The issue of insider shootings also fueled an ongoing clash between Karzai and the NATO force over a raid mounted by the coalition on Saturday after an assailant in an Afghan army uniform opened fire on Australian troops, killing three.
The Afghan leader claimed the NATO raid killed two Afghans and resulted in the improper detention of nine others. He also asserted that it had been carried out without the knowledge of authorities in Oruzgan province, violating an agreement between his government and the NATO force.
The Western military said that the raid was a joint operation with Afghan troops, and that one of those detained had aided the man who shot the Australians.

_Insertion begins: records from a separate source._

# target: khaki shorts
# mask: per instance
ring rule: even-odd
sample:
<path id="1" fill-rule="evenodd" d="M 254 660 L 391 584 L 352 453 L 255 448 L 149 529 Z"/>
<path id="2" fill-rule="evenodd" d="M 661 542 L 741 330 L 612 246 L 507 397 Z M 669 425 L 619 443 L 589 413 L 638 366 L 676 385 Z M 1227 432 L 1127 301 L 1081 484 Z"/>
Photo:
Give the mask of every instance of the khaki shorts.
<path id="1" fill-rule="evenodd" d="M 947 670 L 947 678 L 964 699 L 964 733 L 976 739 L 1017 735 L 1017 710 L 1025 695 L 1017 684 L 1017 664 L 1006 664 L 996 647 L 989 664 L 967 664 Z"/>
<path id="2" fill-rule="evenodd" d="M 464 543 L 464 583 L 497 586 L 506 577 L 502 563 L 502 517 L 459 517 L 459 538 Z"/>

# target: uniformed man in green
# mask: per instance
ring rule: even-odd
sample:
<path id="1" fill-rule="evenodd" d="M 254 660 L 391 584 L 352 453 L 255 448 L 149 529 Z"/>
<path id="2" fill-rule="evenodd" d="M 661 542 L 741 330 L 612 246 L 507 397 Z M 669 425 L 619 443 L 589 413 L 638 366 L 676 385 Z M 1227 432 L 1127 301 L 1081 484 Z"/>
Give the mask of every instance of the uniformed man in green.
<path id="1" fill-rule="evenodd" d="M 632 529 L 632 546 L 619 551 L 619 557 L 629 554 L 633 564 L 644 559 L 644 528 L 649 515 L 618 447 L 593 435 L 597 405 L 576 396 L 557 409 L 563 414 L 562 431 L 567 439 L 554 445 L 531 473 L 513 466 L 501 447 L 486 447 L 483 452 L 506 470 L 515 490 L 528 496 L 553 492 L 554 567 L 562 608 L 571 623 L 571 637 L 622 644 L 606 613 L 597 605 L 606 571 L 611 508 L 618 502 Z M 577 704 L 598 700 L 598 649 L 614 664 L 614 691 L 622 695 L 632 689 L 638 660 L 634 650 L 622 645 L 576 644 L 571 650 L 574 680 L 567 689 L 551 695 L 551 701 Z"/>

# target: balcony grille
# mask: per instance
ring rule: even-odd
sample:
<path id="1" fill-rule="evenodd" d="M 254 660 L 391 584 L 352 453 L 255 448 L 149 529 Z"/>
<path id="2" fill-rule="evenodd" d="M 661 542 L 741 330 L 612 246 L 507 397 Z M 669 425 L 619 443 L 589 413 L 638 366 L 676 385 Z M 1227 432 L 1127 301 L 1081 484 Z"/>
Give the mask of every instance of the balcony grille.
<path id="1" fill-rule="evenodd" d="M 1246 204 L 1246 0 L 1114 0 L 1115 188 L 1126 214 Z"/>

In another sign of a disconnect between the Karzai government and the NATO force over insider attacks, some senior Afghan officials directly involved in the ALP program professed to know nothing of the announced training suspension.
“The matter is under discussion,” said Gen. Ali Shah Ahmadzai, the chief of the ALP program, which operates under the auspices of the Interior Ministry. “Re-vetting may take place, but training will not be halted.”
Times staff writer David S. Cloud in Washington contributed to this report.